Young U.S. citizens risk forgetting how post-9/11 U.S. policies have harmed Muslim communities at home and abroad, author and researcher Nazia Kazi said at a Wednesday event.
After terrorist organization Al Qaeda attacked U.S. military and economic targets Sept. 11, 2001, the U.S. launched a decadeslong effort to neutralize terror threats across the globe. U.S. counterterrorism efforts, which remain a centerpiece of U.S. foreign policy, focus on Islamic fundamentalist organizations in the Middle East. Experts, pundits and policymakers have criticized the undertaking — dubbed the war on terror — for its allegedly unclear goals and problematic methods.
The U.S. government’s war on terror is a manifestation of Islamophobia, according to Kazi. U.S. citizens must recognize state actions can qualify as Islamaphobic to begin to counter bigotry more broadly.
“If we are to understand Islamophobia at all, we must push ourselves to think beyond the actions of bigoted individuals, and we must push ourselves to understand the roots of their hate,” Kazi said. “We must push ourselves to see the Islamophobia that is perpetrated by the state and all too often paid for by our tax dollars.

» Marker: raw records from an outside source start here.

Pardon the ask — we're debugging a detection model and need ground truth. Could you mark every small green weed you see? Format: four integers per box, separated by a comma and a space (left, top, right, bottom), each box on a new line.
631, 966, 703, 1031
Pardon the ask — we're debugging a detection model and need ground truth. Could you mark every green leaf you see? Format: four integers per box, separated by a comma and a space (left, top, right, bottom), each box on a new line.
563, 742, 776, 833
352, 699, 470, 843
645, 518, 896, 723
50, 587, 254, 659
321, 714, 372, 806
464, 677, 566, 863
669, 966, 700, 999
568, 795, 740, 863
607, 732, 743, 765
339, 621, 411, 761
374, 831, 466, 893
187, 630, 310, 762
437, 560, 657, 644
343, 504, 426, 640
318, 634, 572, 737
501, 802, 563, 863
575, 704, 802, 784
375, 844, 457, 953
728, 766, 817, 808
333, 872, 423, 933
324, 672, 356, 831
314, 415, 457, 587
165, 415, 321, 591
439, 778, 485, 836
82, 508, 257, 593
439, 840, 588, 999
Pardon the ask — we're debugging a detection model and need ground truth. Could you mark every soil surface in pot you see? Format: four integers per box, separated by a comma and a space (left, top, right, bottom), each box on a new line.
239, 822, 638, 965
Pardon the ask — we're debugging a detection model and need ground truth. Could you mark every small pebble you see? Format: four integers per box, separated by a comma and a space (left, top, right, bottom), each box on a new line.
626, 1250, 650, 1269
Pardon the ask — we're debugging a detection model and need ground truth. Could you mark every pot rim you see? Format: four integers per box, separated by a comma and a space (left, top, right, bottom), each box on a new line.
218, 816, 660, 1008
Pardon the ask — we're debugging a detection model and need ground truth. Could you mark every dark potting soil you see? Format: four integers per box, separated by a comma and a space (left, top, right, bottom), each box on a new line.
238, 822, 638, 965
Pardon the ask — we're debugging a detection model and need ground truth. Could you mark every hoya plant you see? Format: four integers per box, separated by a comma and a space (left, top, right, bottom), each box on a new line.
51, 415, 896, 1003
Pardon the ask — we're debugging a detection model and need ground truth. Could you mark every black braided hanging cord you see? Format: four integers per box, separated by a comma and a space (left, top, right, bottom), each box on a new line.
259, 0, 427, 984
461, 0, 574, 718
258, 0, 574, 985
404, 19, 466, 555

And most importantly, we must push ourselves to see our own tragic and often invisible complicity.”
The post-9/11 expression “never forget” has been used to justify and mask U.S. foreign policy blunders, according to Kazi.
“‘Never forget’ is the brand name of 9/11, and as a slogan ‘never forget’ is on par with ‘Just Do It,’ and we have to ask: If ‘Just Do It’ makes us go out and buy Nikes, then when it comes to ‘never forget,’ what exactly are we being sold?” Kazi said. “‘Never forget’ functions ideologically, making sure we do forget — that we forget the uneasy global histories that have better memory, a more nuanced, contextual memory would force us to remember.”
Kazi serves as an assistant professor of anthropology at Stockton University, a public university in New Jersey, where she studies Islamophobia and U.S. foreign policy. Her 2018 book “Islamophobia, Race, and Global Politics” discusses the intersection of Islamophobia and U.S. foreign policy, according to the publisher’s website.
Those born after 9/11 lack knowledge surrounding the incident because of twisted historical narratives, according to Kazi.
“I surveyed undergraduate students this fall, students who were born after 9/11 in 2001. I was curious to find out what these young Americans actually do remember about the thing they’re supposed to never forget,” Kazi said. “Eighty percent of my respondents couldn’t tell me what the Patriot Act was. One respondent said it was a Netflix show starring Hasan Minhaj.”
Signed into law by President George W. Bush almost two months after the 9/11 attacks, the USA PATRIOT Act introduced sweeping reforms with the described intention of bolstering U.S. national security. The law, which granted U.S. law enforcement the power to collect communication records and detain immigrants suspected of terrorism, has drawn criticism from politicians and human rights advocates.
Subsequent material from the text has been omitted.